Violating a site’s terms of service is against the law. Although it’s atypical for users to be charged with a violation of terms, it’s not impossible. You may luck out and slide under the radar, but you might not. So, instead of having a potential employee taint your reputation by posting unflattering status updates, you could end up embroiled in a legal scandal that will drag your company’s name through the media mud.
Less Invasive Alternatives
If you’re eager to learn more about a candidate, head to Google and plug their name into the search field. You’ll find that most people have a multitude of PUBLIC records, none of which require a personal username and password to access.
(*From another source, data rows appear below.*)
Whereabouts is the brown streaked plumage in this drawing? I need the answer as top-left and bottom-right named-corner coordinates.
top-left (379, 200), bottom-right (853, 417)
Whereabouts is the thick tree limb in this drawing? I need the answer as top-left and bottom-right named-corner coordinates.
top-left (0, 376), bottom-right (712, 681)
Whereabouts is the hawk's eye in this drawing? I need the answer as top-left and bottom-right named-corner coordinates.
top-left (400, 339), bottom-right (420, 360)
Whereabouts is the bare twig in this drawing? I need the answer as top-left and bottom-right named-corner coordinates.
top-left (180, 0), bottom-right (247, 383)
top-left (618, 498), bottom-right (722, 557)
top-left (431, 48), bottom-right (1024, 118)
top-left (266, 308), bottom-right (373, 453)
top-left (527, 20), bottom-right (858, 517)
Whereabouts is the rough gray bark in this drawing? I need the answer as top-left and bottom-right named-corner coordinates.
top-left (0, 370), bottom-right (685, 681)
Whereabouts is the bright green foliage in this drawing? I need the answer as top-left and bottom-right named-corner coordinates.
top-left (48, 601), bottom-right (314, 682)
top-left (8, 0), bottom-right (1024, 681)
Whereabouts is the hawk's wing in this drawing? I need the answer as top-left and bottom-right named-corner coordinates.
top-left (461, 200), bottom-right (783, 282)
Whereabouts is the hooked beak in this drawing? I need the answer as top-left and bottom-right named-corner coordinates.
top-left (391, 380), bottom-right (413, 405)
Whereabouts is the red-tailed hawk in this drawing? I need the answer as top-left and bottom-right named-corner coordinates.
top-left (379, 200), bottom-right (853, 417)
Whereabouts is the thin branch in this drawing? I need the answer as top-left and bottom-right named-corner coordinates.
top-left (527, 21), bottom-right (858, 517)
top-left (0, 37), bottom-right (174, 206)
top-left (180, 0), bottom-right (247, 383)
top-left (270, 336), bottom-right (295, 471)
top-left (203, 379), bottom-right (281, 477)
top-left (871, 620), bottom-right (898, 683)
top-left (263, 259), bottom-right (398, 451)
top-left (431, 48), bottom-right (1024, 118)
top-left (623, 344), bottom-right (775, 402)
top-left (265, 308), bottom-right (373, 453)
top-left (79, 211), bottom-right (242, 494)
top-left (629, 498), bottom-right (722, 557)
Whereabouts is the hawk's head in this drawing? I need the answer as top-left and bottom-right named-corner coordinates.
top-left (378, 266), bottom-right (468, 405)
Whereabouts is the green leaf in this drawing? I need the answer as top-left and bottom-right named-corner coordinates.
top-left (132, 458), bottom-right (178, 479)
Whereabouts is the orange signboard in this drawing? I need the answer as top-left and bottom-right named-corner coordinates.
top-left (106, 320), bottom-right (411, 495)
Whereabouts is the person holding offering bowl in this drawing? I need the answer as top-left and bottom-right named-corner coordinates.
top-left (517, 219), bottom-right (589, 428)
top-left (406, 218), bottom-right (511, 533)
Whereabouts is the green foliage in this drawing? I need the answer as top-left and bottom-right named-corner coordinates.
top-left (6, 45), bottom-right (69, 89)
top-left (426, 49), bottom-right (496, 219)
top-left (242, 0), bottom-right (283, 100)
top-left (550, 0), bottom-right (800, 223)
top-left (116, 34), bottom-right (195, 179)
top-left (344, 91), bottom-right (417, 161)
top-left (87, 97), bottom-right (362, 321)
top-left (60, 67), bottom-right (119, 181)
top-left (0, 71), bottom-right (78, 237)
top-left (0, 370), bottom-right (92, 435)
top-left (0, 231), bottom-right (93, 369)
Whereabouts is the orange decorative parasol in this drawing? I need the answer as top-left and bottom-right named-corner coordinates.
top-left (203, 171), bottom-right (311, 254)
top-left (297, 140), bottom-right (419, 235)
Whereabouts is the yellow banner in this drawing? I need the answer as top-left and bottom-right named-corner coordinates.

Many people keep their Facebook profiles private, but you can still gather insight by looking on sites like LinkedIn or Twitter.
For employers who won’t be satisfied without seeing a candidate’s Facebook, check to see if they’ve “liked” your business. What savvy candidate wouldn’t? by liking your business your candidates public profile is easy to see. While you might not see the private correspondence between your job candidate and their mother-in-law, you will get enough of a glance to make sure that the interviewee is not certifiably insane and that they’re unlikely to do something that might jeopardize your company reputation.
Any candidate who lacks a sufficient social media profile may not be a good fit anyway. It’s 2012. You should be able to track down at least a few records online, and at the very least, you can contact former employers and references. It’s impossible to know a candidate fully before hiring them, but if they have a solid record of experience and several references behind them, you can be confident in your hiring decision.